南足柄市の加藤修平市長は初当選の時から合併には慎重だったのですが今回正式の合併協議に臨んだことで、これは合併の可能性が高まったと思いました。

慎重派の市長が姿勢を転じればこれは大きな力になるからです。しかし、現在の状況を見ればその合併に対する姿勢には変化がなかったようです。

市民の声を聴いてと再三発言していた背景は周囲に強固な反対の声がありそうした声がいずれ表面化することを承知の上で待っていたとみるのが常識的です。

合併が失敗となった後、南足柄市の加藤市長はなぜこうした経緯になったのか十二分すぎるほど十二分に市民に説明する責任があります。

南足柄市長としてなぜ合併協議に臨んだのかきちんと議論に向き合ったのか否か、最終的になぜ断念との結論に達したのか明確化が不可欠です。

それ相当の時間をお金を費やして合併論議を続けてきました。
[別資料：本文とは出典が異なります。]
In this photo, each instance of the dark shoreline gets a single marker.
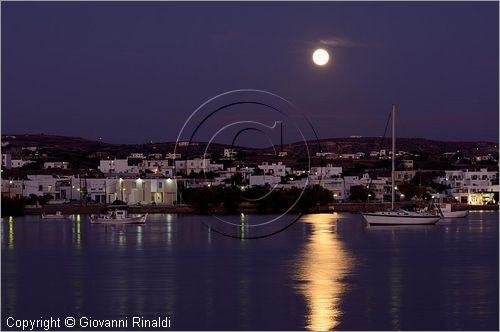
(185, 209)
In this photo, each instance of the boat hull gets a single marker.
(397, 219)
(455, 214)
(124, 221)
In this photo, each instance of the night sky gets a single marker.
(133, 72)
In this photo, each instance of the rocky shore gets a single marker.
(337, 207)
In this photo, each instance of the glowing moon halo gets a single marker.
(321, 57)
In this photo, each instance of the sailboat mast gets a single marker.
(393, 158)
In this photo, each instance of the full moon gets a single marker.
(321, 57)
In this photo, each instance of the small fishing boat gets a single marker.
(56, 216)
(447, 212)
(118, 217)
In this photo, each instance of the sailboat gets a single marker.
(399, 217)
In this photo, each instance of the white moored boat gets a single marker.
(399, 217)
(448, 213)
(118, 217)
(58, 216)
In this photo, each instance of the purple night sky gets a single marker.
(132, 72)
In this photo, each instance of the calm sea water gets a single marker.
(327, 271)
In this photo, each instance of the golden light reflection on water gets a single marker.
(321, 267)
(10, 242)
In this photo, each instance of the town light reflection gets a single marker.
(321, 268)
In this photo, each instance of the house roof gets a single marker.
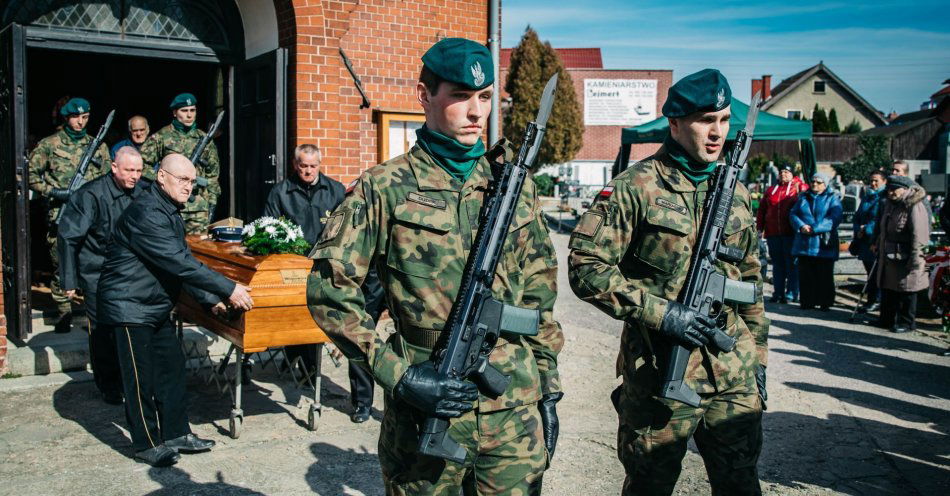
(792, 82)
(573, 58)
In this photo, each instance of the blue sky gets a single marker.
(894, 53)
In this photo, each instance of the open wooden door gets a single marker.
(260, 136)
(14, 202)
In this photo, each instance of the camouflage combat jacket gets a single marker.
(170, 140)
(630, 254)
(55, 161)
(416, 224)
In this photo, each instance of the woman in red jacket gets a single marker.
(772, 221)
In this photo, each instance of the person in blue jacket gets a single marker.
(815, 218)
(865, 222)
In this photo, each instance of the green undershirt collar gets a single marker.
(181, 127)
(74, 135)
(693, 169)
(457, 159)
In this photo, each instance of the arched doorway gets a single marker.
(132, 56)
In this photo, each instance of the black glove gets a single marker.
(435, 394)
(549, 422)
(760, 383)
(60, 194)
(686, 327)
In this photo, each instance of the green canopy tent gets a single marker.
(768, 127)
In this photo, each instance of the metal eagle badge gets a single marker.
(478, 75)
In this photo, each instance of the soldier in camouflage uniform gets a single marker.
(629, 257)
(414, 219)
(182, 136)
(53, 163)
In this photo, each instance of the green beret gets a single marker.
(183, 100)
(703, 91)
(75, 106)
(461, 61)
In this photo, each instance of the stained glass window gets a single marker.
(174, 20)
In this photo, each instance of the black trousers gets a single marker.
(153, 376)
(816, 278)
(873, 292)
(104, 358)
(361, 382)
(898, 309)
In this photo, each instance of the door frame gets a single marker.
(17, 295)
(25, 37)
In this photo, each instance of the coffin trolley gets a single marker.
(279, 318)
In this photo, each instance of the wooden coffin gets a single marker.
(279, 288)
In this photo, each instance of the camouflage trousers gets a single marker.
(653, 433)
(63, 304)
(506, 453)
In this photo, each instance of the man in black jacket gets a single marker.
(147, 265)
(308, 198)
(85, 230)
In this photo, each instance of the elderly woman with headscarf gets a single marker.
(772, 220)
(815, 218)
(903, 233)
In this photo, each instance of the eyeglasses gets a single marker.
(182, 180)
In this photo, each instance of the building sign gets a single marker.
(619, 102)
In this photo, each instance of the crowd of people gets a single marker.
(891, 229)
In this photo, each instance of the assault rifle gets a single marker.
(477, 319)
(87, 156)
(201, 181)
(706, 290)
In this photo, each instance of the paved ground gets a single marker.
(854, 410)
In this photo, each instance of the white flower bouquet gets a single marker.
(267, 236)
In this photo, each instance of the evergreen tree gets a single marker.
(532, 64)
(819, 120)
(833, 122)
(874, 153)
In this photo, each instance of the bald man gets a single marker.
(147, 265)
(138, 132)
(84, 232)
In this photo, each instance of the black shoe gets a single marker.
(64, 325)
(246, 374)
(112, 398)
(159, 456)
(189, 443)
(360, 415)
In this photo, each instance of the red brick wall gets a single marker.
(384, 41)
(603, 142)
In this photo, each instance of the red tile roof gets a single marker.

合併協議に参画する最大の理由とされた財政難への対応も厳しく問われるでしょう。

一方小田原市での議論も大して盛り上がりませんでした。こちらも首長の姿勢に大きくかかわっています。合併の大義をはき違えています。

人口減少が進む小田原市では人口20万人への復活を目指す手段として合併を目指したのではないかと思えてなりません。次元の低い話です。

地域の中核的存在となるに相応しい人口として20万人を目標に掲げ単独での実現は困難なので隣市との合併によって達成しようということです。

加藤憲一市長が神奈川県西部地域の新たな広域連携のリーダーとなるとの決意を示し小田原市と南足柄市の合併が不可避だと訴えて欲しかったです。

新たな広域のビジョンの策定に向けて小田原市長が先頭に立つとの強い思いを発信して合併論議を引っ張れば状況は大きく変わったと思います。

吸収合併される側の南足柄市民が小田原の加藤憲一市長に未来を託そうと思いを変えたかもしれません。地域の中核ならんとするトップの気概が欠けていました。

小田原市の加藤憲一市長も合併論議が何の成果も残せずにもくずのように消え去ってしまうことになればその責任を問わざるを得ません。

小田原市、南足柄市両市の合併が”騒動”で終わった後には、神奈川県西部地域にはばらばらの状態の市町だけが残ったでは話になりません。

両市の市長が広域の連携の再組み立てに着手しなければなりません。それが合併”騒動”に対する両市のトップの最低限の責任の取り方です。